Per l’artista non era politicamente corretta. “Credo che oggi sarebbe pericoloso come brano, probabilmente non lo riscriverei”, ha dichiarato in un’intervista al Corriere della Sera. “All’epoca in cui la composi era contro corrente. Se cantavi i sentimenti eri un canzonettaro. Teorema dice una verità che è anche una banalità: le persone più le tratti bene e più se ne fregano. Non pensavo che avrebbe avuto un tale successo. Furono le femministe a comprenderla per prime, volevano rapporti più forti: ok l’amore ma ogni tanto anche la guerra”, racconta. Oggi - aggiunge - “c’è una violenza insensata verso le donne. Penso sia frutto dell’impotenza dell’uomo di accettare i propri limiti e che sfoga, frustrato, contro la meravigliosa capacità delle donne di essere mille cose insieme. Gli uomini dovrebbero adorare la loro complessità. Invece ne hanno paura e alcuni, i più deboli, le vogliono distruggere”.
“E’ stata strumentalizzata”
Ferradini non la rinnega. Anzi: “È stata la mia fortuna" dice "È stata spesso strumentalizzata, sia dagli uomini che dalle donne. Tutti ricordano il ‘Trattala male’ e il ‘Nessuna pietà’, ma non si soffermano sul finale che dice di lasciare aperta la porta del cuore e di evitare le strategie. Ma è il gioco. A volte è stata un po’ una galera, artisticamente parlando, ma mi ha permesso di fare il lavoro che volevo tutta la vita”.
Sono passati più di 35 anni da quel brano, Ferradini viene ricordato quasi esclusivamente per “Teorema”, ma non ha smesso di scrivere.

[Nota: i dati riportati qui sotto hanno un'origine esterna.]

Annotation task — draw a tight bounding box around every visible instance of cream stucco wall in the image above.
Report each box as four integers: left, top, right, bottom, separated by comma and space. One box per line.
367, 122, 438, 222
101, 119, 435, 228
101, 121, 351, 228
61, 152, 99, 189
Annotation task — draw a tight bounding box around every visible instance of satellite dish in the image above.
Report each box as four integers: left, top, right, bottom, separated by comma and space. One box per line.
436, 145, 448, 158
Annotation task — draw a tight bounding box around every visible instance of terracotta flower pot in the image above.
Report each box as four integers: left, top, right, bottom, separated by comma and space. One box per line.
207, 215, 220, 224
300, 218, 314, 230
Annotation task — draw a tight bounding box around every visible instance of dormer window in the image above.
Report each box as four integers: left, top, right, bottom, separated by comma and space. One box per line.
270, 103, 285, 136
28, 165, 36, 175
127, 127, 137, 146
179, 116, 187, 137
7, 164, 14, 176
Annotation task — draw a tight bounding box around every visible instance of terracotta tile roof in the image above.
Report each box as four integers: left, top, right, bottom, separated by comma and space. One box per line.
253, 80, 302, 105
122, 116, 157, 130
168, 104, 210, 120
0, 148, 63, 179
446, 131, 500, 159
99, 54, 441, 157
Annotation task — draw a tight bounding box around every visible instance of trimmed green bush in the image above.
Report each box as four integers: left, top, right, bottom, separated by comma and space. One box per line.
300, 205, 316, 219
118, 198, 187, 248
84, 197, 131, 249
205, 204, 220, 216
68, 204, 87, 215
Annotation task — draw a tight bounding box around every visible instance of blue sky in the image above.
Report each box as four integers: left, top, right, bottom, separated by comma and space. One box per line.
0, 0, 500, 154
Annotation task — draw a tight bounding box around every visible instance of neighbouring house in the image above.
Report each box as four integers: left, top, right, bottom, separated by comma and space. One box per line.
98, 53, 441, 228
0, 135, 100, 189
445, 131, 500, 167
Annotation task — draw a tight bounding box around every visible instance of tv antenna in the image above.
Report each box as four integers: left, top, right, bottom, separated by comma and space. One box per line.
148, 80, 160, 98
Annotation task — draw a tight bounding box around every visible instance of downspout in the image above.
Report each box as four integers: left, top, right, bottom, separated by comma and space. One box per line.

Venerdì 15 alle 21.30, al Folk Club di Torino, porterà in scena “La mia generazione”, uno spettacolo pensato insieme al pianista Josè Orlando, che ricorda Herbert Pagani, artista geniale e controverso morto per una leucemia fulminante a 44 anni. Nato in Libia, di religione ebraica, Pagani fu pittore, voce di Radio Monte Carlo e autore per molti cantanti famosi italiani e stranieri (sua “Les amants d’un jour” interpretata da Edith Piaf e poi da Gino Paoli, Ornella Vanoni e Milva). Per Ferrandini Pagani non era solo un collega ma anche un amico. Con lui si rifugiò in una baita in montagna per sfuggire a quelle pene d’amore che diedero linfa al brano che portò il cantante al successo.